19 Haziran 2022 tarihinde Emniyet Genel Müdürlüğü’nün (EGM) sosyal medya hesaplarında basın açıklaması yayımlandı. Açıklamanın ilk cümlesinde “Uzun zamandır sistematik bir şekilde Türk Polis Teşkilatı’na yapılan saldırıları milletimiz görüyor ve yakından takip ediyor” denildi. Açıklamanın devamında, farklı siyasi partilerdeki milletvekilleriyle ilgili örnekler verildikten sonra, Mustafa Yeneroğlu hakkında da “Teşkilatımıza yönelik düşmanlığı herkesçe bilinen milletvekili” iddiası yer aldı.

Emniyet yetkilisi tarafından “Düşman” olarak nitelenen milletvekilinin can güvenliği olur mu? Bu sözlere karşı milletvekili Mustafa Yeneroğlu’nun ne yaptığını merak ettim. Önce, çok üzgün olduğunu belirtelim. Emniyet Genel Müdürlüğü’nün somut bir olayla ilgili hakaret yerine vatandaşlarımızı tarafsız bir şekilde bilgilendirmesi gerektiğini söyledi.

“HEDEF GÖSTERME”

Yeneroğlu, “Bir milletvekili olarak şahsımın ‘Teşkilat düşmanı’ olarak tanımlanması ve teşkilat nezdinde hedef gösterilmem Emniyet Genel Müdürlüğü’nün, vatandaşların can ve mal emniyetini güvence altına alma ve kamu düzeninin bir unsuru olan huzur sağlama vazifesine tezat teşkil ediyor” diyor.

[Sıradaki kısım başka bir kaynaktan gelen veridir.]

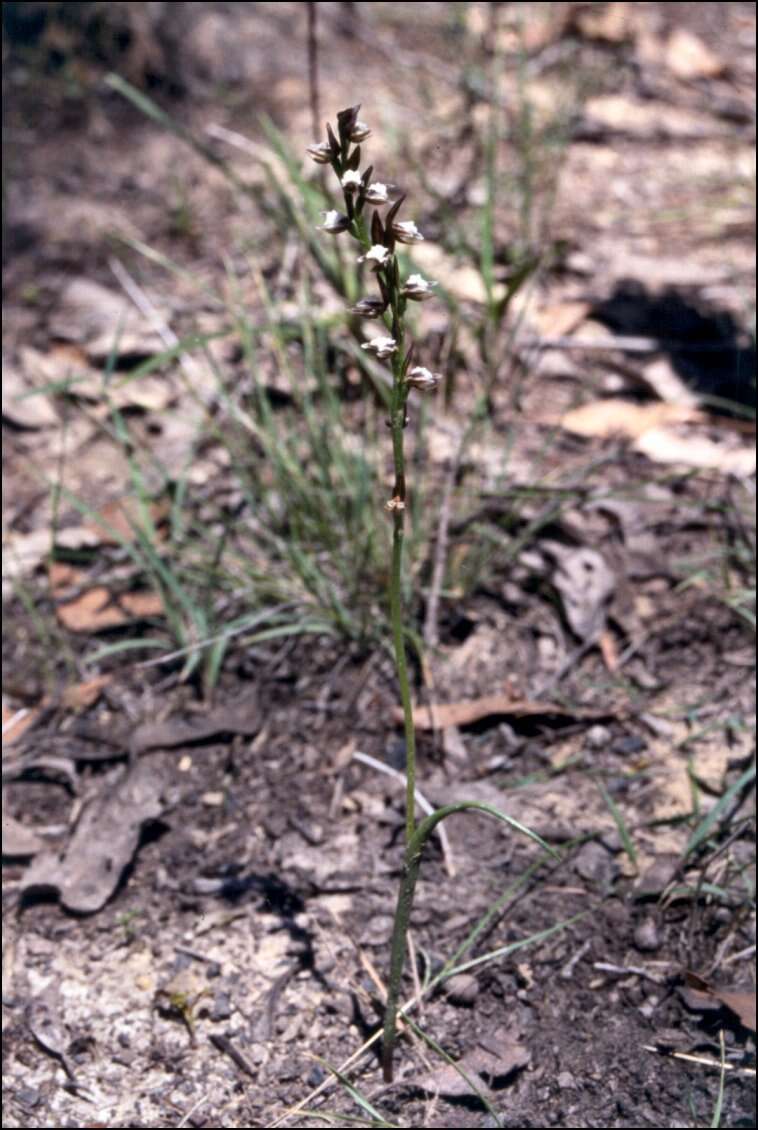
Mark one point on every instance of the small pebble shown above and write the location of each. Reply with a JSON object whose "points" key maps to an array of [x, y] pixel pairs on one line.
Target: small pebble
{"points": [[646, 936], [462, 989], [598, 737]]}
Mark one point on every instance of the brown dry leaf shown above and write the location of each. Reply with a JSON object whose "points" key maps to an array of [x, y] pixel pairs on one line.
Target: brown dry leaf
{"points": [[460, 279], [560, 319], [102, 320], [15, 722], [18, 840], [741, 1001], [619, 113], [688, 57], [63, 576], [464, 713], [67, 363], [97, 609], [616, 417], [85, 694], [612, 23], [693, 449], [585, 583], [119, 520], [489, 1063], [609, 651], [27, 410], [104, 841], [75, 697], [655, 431]]}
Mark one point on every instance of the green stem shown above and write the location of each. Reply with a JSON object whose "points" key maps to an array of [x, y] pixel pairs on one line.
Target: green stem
{"points": [[411, 865]]}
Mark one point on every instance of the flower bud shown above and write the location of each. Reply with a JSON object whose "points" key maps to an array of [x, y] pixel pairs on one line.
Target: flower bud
{"points": [[351, 180], [359, 132], [423, 380], [376, 257], [377, 193], [383, 347], [406, 232], [320, 151], [368, 307], [417, 288], [334, 223]]}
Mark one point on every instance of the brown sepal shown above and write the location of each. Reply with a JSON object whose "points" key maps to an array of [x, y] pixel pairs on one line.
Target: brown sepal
{"points": [[409, 358], [377, 231], [333, 144], [393, 211], [346, 120]]}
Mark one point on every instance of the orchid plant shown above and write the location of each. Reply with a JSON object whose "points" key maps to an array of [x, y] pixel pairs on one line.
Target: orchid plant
{"points": [[377, 242]]}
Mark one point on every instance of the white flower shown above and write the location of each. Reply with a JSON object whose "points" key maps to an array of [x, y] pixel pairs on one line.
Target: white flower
{"points": [[377, 193], [423, 379], [334, 223], [406, 232], [383, 347], [320, 151], [377, 254], [368, 307], [351, 180], [417, 288]]}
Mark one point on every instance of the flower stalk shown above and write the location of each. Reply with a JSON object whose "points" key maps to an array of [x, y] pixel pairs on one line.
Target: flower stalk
{"points": [[377, 241]]}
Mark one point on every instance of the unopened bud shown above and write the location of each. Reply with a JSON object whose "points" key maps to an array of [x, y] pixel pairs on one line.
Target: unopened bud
{"points": [[383, 347], [377, 255], [406, 232], [423, 379], [359, 132], [320, 151], [351, 180], [377, 193], [334, 223], [418, 288], [368, 307]]}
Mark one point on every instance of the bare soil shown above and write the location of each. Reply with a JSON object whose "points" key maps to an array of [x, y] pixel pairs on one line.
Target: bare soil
{"points": [[243, 947]]}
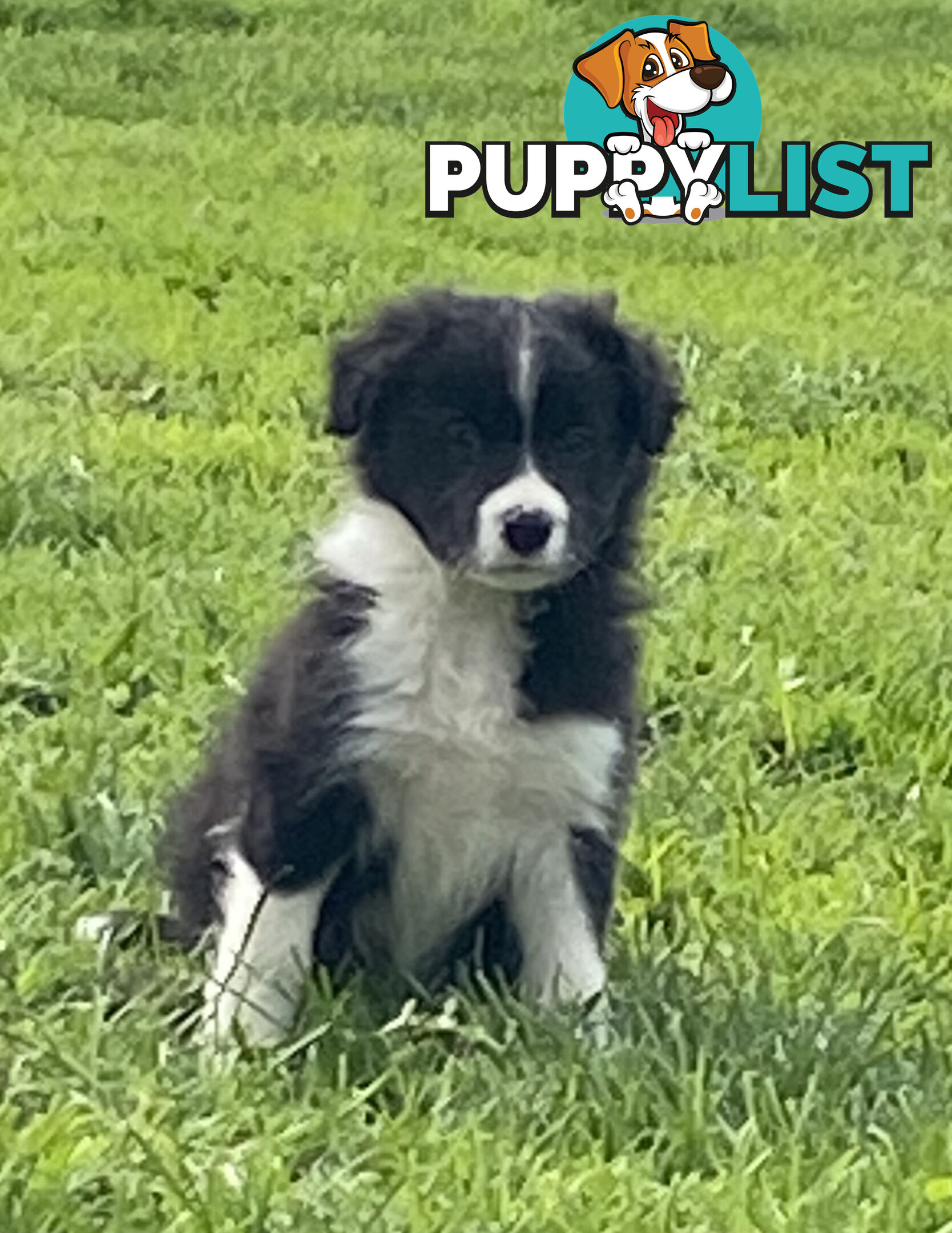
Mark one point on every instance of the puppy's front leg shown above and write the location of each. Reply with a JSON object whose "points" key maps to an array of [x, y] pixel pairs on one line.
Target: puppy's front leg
{"points": [[560, 944], [264, 952]]}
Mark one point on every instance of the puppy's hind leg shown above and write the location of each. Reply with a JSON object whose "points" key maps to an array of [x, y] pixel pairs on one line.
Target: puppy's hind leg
{"points": [[264, 953]]}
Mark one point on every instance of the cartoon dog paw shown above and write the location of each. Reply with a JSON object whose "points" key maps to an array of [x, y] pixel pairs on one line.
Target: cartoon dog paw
{"points": [[701, 198], [624, 196], [624, 143], [693, 140]]}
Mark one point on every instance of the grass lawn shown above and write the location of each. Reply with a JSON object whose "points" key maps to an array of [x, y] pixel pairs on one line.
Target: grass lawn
{"points": [[195, 199]]}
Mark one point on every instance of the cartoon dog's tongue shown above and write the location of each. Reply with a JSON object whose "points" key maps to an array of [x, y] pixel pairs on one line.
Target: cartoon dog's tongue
{"points": [[664, 124]]}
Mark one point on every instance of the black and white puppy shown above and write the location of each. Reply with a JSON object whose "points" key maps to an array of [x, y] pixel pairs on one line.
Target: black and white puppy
{"points": [[434, 759]]}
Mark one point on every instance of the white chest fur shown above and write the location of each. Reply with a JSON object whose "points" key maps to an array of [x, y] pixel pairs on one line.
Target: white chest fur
{"points": [[464, 784]]}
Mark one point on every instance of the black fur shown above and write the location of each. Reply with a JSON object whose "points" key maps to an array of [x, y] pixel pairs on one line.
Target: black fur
{"points": [[277, 766]]}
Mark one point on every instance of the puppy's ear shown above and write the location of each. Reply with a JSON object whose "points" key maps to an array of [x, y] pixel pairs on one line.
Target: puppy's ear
{"points": [[656, 396], [604, 67], [695, 36]]}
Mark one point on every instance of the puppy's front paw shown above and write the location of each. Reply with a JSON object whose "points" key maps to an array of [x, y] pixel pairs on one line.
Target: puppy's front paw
{"points": [[624, 143], [702, 196], [624, 196], [693, 140]]}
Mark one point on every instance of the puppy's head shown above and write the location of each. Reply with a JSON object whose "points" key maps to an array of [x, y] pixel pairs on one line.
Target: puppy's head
{"points": [[659, 75], [513, 436]]}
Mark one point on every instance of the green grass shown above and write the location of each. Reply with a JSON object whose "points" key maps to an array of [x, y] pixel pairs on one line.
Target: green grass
{"points": [[195, 199]]}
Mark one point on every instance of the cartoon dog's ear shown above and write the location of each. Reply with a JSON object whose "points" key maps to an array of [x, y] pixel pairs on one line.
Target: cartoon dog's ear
{"points": [[604, 67], [695, 36]]}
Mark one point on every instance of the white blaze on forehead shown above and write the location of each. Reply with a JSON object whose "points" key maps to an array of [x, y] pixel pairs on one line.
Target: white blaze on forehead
{"points": [[526, 370]]}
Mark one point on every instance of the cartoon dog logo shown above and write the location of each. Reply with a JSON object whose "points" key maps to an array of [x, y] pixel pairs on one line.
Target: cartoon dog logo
{"points": [[659, 77]]}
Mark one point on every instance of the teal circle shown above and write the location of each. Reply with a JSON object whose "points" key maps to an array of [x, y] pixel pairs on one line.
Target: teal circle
{"points": [[590, 119]]}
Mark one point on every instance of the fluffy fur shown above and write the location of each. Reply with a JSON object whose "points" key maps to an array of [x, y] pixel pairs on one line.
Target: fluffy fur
{"points": [[433, 761]]}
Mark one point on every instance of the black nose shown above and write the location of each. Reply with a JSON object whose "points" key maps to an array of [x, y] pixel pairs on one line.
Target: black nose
{"points": [[708, 75], [527, 530]]}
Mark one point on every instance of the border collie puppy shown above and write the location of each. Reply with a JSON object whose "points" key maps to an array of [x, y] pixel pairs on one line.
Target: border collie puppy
{"points": [[434, 759]]}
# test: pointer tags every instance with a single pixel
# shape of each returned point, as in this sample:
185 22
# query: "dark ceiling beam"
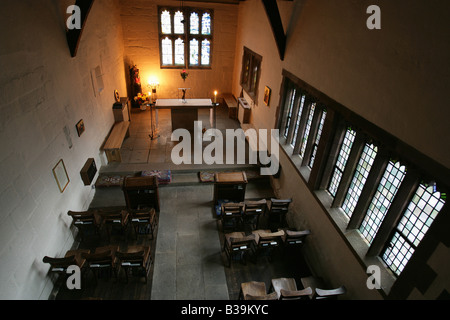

Kuşkusuz Emniyet’in, bir milletvekilini, bir vatandaşı hedef gösterme yetkisi yok. Dahası Emniyet Genel Müdürlüğü’nün milletvekilleri hakkında basın açıklaması yapma yetkisi de Devlet Memurları Kanunu’na göre yok. Kanuna göre memurların siyasi ve ideolojik amaçlı beyanda bulunması zaten mümkün değil.

Gerginliğin, acıtıcı dilin, insanları düşman gibi göstermenin ülkemize, kurumlarımıza  faydası olmaz, hele de Emniyet teşkilatımıza hiç yakışmaz. Bu dili kullananlar devlet memuru olduğunu unutmamalı.